Russian magazine "Atomic Energy" cited several examples of dangerous nuclear activities in Armenia:

May 22, 1999 - Two Armenians were arrested in Beregovo, Ukraine, while attempting to sell 20 kg of U-235.

December 19, 2001 - 300 gr of uranium brought from Armenia was seized in Samtskhe-Javakheti, Georgia.

June 26, 2003 - Garik Dadadyan, a citizen of Armenia, was arrested in Sadakhlo-Bagratashen checkpoint between Armenia and Georgia for attempting to smuggle 170 g of highly enriched uranium U-235.

December 29, 2003 - Strontium-90 radioactive material in a scrap metal shipment outbounded from Metsamor for Iran was found in Megri checkpoint on the Armenian-Iranian border.

March 13, 2004 - Armenian citizen was arrested in Sadakhlo-Bagratashen checkpoint for transferring radioactive materials to Georgia.

October 24, 2007 - Four Armenian citizens were detained in Sarpi checkpoint on the Georgia-Turkey border for attempting to transfer 2.04 g of Lawrencium-103 to Turkey.

August 26, 2009 - The traces of Cesium-137 were found in Sadakhlo-Bagratashen checkpoint on the Armenian-Georgian border in the vehicle belonging to a resident of Noratus village of Gegharkunik, Armenia.

March, 2010 - Two Armenians, businessman Smbat Tonoyan and physicist of the Yerevan Institute of Physics Hrant Ohanyan were arrested at the hotel in Tbilisi with 18 gr uranium.

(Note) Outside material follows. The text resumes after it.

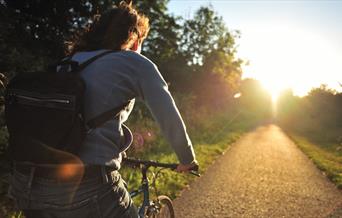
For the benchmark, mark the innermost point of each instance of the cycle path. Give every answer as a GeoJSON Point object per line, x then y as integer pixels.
{"type": "Point", "coordinates": [264, 174]}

The investigation revealed that Tonoyan would sell 120 g uranium for 1,5 million dollars.

September 16, 2010 - Three persons were arrested at Tbilisi airport for attempting to sell a small quantity of uranian and plutonium.

August, 2014 - Georgian authorities arrested two Armenians in Sadakhlo-Bagratashen checkpoint on the Armenian-Georgian border.

January, 2016 - Georgian authorities arrested three Armenians, also for trying to sneak Cesium-137 across the border in Sadakhlo-Bagratashen checkpoint on the Armenian Georgian border.

April, 2016 - Georgia's State Security Service detained three citizens of Armenia and three citizens of Georgia who tried to sell $200 million worth of Uranium-238 that was found in the home of one of the Georgians. It was revealed that detainees previously worked in Metsamor NPP. This group planned to sell it to the Middle East region.

Activists from StopMetsamor also believe that this plant is a potential target for terrorits at the very borders of the EU and cannot resist any plane crash.